Smash Up est un jeu de cartes stratégique dans lequel vous combinez deux factions différentes pour créer un paquet original. Chaque faction possède ses propres capacités et son style de jeu : pirates, robots, ninjas, zombies et bien d’autres. L’objectif consiste à conquérir des bases avant vos adversaires en jouant intelligemment vos cartes, en profitant des effets spéciaux et en anticipant les actions des autres joueurs.

Smash Up est-il facile à prendre en main pour un débutant ?

Oui, Smash Up reste relativement accessible, même si ses nombreuses cartes et combinaisons peuvent demander quelques parties pour être parfaitement maîtrisées. Les règles principales sont simples à comprendre : jouer des cartes, utiliser leurs effets et tenter de remporter les bases. En revanche, chaque faction fonctionne différemment, ce qui ajoute progressivement de la profondeur et oblige à réfléchir davantage au fur et à mesure de votre progression.

Peut-on jouer à Smash Up hors ligne ou faut-il une connexion Internet ?

La possibilité de jouer hors ligne dépend de la version de Smash Up installée et des fonctionnalités proposées par l’application sur votre appareil. Le mode solo contre l’intelligence artificielle peut généralement être le plus pratique lorsque vous n’avez pas de connexion, tandis que les parties multijoueurs en ligne nécessitent naturellement un accès Internet. Il est conseillé de vérifier les exigences affichées sur Google Play ou l’App Store avant le téléchargement.

Smash Up propose-t-il des parties multijoueurs et quel est le nombre de participants ?

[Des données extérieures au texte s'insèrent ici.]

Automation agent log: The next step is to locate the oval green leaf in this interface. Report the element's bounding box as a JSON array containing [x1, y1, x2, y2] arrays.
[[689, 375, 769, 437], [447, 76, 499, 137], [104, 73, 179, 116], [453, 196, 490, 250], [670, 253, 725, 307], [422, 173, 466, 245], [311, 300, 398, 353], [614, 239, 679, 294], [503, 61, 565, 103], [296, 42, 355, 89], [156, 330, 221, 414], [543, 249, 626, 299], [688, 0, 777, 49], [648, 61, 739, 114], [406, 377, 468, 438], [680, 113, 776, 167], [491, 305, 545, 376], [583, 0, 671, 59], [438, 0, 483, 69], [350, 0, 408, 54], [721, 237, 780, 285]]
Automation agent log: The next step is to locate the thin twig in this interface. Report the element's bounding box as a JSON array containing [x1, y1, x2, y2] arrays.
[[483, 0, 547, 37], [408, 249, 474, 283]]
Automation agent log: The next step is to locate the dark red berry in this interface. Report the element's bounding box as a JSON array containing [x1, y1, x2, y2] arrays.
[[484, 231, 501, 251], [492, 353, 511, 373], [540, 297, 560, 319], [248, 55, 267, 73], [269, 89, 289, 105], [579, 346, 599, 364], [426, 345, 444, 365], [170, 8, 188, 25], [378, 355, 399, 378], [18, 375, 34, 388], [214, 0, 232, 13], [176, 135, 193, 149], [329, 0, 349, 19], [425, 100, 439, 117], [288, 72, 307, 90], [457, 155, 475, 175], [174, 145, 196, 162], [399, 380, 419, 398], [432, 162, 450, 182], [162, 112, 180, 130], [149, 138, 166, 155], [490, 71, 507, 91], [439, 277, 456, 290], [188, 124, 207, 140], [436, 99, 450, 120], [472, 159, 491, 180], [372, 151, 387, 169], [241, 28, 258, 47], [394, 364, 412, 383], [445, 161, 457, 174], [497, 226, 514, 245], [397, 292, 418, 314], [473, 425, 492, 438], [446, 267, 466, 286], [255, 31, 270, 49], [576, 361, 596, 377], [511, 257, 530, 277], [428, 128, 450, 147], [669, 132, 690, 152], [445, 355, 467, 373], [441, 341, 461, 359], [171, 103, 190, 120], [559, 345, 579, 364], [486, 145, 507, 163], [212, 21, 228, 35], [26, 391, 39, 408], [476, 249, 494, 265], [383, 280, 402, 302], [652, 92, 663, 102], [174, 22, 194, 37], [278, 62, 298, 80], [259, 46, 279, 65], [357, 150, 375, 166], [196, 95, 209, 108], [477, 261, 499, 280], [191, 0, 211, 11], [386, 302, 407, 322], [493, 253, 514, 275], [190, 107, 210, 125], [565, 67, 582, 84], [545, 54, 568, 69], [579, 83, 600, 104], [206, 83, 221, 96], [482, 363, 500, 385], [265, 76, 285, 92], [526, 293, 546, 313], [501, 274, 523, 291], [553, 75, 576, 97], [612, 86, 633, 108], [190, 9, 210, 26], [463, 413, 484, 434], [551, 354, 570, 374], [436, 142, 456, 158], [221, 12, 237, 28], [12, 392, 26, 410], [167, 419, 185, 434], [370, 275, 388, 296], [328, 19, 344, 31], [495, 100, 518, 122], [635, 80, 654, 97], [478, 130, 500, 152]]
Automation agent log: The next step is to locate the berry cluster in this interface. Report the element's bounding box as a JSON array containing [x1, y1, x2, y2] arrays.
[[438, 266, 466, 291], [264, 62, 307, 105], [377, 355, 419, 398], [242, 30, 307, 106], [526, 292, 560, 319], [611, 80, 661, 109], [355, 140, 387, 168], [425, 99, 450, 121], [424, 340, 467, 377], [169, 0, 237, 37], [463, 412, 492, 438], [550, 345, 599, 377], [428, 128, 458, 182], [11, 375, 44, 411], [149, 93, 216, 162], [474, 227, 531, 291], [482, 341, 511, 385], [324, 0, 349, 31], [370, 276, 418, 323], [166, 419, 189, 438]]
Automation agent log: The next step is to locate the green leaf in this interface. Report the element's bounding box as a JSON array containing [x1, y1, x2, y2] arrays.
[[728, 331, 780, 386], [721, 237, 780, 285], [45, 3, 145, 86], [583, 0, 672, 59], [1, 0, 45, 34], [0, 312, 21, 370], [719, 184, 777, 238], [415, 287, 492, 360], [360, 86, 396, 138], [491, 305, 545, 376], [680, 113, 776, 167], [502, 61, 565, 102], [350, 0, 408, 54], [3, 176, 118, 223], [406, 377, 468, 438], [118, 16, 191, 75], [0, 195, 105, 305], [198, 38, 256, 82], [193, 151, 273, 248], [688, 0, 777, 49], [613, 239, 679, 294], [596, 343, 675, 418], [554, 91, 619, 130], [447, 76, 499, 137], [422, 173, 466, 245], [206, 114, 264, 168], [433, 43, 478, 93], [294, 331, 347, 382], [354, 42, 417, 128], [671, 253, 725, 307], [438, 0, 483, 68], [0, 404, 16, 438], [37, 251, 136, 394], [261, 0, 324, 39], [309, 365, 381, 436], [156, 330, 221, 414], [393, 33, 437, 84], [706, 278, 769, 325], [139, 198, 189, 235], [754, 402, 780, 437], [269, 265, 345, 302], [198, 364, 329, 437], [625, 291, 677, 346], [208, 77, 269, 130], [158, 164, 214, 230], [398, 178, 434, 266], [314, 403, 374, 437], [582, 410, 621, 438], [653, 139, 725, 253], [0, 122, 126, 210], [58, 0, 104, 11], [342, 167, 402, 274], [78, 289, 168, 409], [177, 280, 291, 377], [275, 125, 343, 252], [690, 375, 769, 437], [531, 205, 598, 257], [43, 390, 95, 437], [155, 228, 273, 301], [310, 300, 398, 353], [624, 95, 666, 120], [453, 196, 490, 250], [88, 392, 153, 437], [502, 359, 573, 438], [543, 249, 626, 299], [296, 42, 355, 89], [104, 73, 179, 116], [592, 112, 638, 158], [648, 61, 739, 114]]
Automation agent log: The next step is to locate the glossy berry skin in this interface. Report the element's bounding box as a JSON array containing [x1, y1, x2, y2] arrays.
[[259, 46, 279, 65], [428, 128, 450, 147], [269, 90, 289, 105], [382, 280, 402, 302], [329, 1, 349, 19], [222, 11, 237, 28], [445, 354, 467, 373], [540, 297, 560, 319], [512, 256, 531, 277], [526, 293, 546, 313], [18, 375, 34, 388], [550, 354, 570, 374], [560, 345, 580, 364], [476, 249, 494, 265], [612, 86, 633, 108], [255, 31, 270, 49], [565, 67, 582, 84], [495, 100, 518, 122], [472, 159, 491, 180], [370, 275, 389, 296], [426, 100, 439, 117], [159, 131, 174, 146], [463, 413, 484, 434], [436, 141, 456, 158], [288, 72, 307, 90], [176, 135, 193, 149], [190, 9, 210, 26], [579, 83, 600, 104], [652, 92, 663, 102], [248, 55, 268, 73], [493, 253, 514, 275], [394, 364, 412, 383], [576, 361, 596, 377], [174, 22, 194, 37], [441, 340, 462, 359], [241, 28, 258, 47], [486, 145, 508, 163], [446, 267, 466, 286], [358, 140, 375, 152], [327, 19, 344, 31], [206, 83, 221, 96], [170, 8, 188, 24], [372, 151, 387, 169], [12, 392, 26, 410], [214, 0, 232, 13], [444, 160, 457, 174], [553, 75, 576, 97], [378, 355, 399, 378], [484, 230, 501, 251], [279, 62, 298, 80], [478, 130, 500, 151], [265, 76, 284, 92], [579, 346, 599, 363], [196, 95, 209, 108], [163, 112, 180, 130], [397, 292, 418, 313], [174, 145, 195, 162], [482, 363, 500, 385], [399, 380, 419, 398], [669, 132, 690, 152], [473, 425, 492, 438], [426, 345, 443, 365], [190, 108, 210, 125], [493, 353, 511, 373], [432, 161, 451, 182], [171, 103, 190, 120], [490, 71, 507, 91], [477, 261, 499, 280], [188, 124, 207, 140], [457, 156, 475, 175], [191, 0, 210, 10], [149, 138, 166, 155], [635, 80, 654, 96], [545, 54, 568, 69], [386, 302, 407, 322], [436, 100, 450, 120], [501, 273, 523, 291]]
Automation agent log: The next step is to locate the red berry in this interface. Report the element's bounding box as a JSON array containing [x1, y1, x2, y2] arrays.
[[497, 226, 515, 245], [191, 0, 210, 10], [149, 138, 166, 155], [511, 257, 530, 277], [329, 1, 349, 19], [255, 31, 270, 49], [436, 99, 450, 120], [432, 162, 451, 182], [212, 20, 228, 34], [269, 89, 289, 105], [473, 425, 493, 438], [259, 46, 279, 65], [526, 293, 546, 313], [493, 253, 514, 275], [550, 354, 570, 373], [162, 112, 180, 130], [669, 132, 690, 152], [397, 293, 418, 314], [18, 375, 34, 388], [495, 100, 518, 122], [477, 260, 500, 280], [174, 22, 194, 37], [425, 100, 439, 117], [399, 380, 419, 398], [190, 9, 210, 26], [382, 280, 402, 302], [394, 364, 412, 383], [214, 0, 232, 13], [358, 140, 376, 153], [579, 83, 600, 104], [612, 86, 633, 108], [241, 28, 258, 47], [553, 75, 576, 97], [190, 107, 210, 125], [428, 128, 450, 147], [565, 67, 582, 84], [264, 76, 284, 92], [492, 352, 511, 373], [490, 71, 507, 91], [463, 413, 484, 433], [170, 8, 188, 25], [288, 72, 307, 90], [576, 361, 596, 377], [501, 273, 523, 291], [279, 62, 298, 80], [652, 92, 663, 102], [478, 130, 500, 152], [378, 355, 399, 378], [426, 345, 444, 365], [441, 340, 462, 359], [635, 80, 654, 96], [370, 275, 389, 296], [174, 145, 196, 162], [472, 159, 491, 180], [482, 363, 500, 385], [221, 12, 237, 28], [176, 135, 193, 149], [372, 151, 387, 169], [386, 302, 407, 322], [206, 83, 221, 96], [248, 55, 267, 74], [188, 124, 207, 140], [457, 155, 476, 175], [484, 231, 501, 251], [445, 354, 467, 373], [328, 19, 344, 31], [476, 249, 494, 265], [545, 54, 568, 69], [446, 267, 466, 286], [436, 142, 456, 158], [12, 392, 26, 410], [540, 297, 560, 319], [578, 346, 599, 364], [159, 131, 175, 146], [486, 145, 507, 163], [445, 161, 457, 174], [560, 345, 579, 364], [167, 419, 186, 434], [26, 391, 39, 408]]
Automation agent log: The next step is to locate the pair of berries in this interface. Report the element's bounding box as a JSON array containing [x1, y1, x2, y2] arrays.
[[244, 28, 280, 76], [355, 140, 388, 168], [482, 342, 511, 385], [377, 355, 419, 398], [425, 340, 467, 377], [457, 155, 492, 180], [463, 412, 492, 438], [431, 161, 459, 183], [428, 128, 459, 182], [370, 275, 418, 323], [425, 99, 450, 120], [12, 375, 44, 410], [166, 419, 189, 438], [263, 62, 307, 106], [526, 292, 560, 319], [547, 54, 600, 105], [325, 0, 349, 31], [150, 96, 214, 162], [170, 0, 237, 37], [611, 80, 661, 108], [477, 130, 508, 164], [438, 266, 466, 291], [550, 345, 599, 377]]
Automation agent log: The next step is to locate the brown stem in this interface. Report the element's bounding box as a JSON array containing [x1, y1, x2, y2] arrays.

Smash Up est principalement conçu pour les affrontements entre plusieurs joueurs, ce qui constitue une grande partie de son intérêt. Selon l’édition ou la version mobile utilisée, vous pouvez jouer contre des adversaires contrôlés par l’intelligence artificielle ou participer à des parties avec d’autres personnes. Le nombre exact de participants, ainsi que les options de jeu en ligne, peuvent varier selon la plateforme et les mises à jour disponibles.

Le téléchargement de Smash Up est-il gratuit et y a-t-il des achats intégrés ?

Le modèle économique de Smash Up peut varier selon la version proposée sur Android ou iOS. Certaines éditions peuvent être payantes dès le téléchargement, tandis que d’autres donnent accès à une partie du contenu gratuitement avec des achats intégrés pour débloquer des factions, des extensions ou des fonctionnalités supplémentaires. Avant d’installer le jeu, consultez attentivement sa fiche officielle afin de connaître son prix, ses achats optionnels et ses éventuelles limitations.